Впервые они встретились, когда великий князь Сергей и Элла венчались. Ей представили Николая как наследника русского престола, и она отметила, что наследник слишком юн и слишком, пожалуй, хрупок для того, чтобы быть царем такой огромной державы, как Россия. Вот его отец — это другое дело. Он огромен, могуч и будет жить сто лет, не меньше. Впрочем, мысли эти мелькнули и тут же исчезли.

Уже тогда было видно, что она станет красавицей — лебединая шея, царственная осанка, чудесные золотистые волосы с красноватым отливом… Недаром бабушка, английская королева Виктория, уже тогда поняла, что внучка ее будет королевой или, по крайней мере, великой герцогиней. И хотя старшую, Эллу, она любила не меньше, бабушка прозорливо видела, что Эллу ждет не такая судьба, как Аликс.

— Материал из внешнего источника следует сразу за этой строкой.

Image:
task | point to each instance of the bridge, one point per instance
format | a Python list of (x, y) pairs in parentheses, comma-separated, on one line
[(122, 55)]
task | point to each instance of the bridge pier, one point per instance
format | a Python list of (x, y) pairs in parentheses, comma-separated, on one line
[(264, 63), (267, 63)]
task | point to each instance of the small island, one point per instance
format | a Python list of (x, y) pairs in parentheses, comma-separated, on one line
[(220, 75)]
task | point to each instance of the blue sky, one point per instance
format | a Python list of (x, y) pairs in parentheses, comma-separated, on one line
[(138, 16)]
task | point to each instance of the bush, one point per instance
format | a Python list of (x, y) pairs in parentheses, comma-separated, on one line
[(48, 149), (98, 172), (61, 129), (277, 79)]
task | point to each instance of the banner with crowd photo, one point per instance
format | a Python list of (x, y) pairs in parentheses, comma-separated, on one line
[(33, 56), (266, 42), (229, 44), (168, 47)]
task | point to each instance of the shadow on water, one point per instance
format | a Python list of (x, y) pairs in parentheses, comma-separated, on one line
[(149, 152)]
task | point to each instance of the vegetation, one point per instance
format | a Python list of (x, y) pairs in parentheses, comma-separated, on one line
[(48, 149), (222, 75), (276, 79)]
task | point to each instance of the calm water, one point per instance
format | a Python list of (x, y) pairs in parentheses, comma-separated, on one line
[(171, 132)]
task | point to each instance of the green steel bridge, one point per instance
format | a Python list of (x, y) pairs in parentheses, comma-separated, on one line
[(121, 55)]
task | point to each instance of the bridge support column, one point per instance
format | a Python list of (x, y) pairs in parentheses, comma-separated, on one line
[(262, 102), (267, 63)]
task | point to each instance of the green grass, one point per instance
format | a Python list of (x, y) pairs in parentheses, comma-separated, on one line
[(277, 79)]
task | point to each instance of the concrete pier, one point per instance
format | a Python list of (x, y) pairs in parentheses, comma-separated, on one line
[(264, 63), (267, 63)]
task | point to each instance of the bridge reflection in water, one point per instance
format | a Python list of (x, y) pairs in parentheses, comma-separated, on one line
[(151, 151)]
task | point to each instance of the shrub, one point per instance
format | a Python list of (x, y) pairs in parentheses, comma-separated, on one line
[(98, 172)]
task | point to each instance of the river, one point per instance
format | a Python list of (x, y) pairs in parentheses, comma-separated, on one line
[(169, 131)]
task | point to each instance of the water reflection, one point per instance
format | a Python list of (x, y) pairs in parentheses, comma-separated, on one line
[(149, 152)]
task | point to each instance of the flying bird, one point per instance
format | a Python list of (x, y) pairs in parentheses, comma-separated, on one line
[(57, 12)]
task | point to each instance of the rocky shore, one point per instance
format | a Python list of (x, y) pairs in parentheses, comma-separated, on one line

Аликс забыла бы о русском цесаревиче, если бы он не подарил ей великолепную золотую брошь с бриллиантами. Таких дорогих подарков ей никто никогда не дарил, и она растерялась, не зная, что сказать. Брошь была такая красивая, желание приколоть ее к парадному платью было так велико, цесаревич смотрел на нее так трогательно своими огромными прекрасными глазами, что она сделала книксен, улыбнулась ему и поблагодарила. И он улыбнулся ей. Он был таким хорошеньким, что ей захотелось поцеловать его в щечку, но она, конечно, этого не сделала. Дети великого герцога были воспитаны в правилах строгих, и не столько немецких, сколько английских, потому что воспитанием детей занималась английская принцесса Алиса, а после ее смерти — бабушка, королева английская, у которой Элла и Аликс часто и подолгу гостили.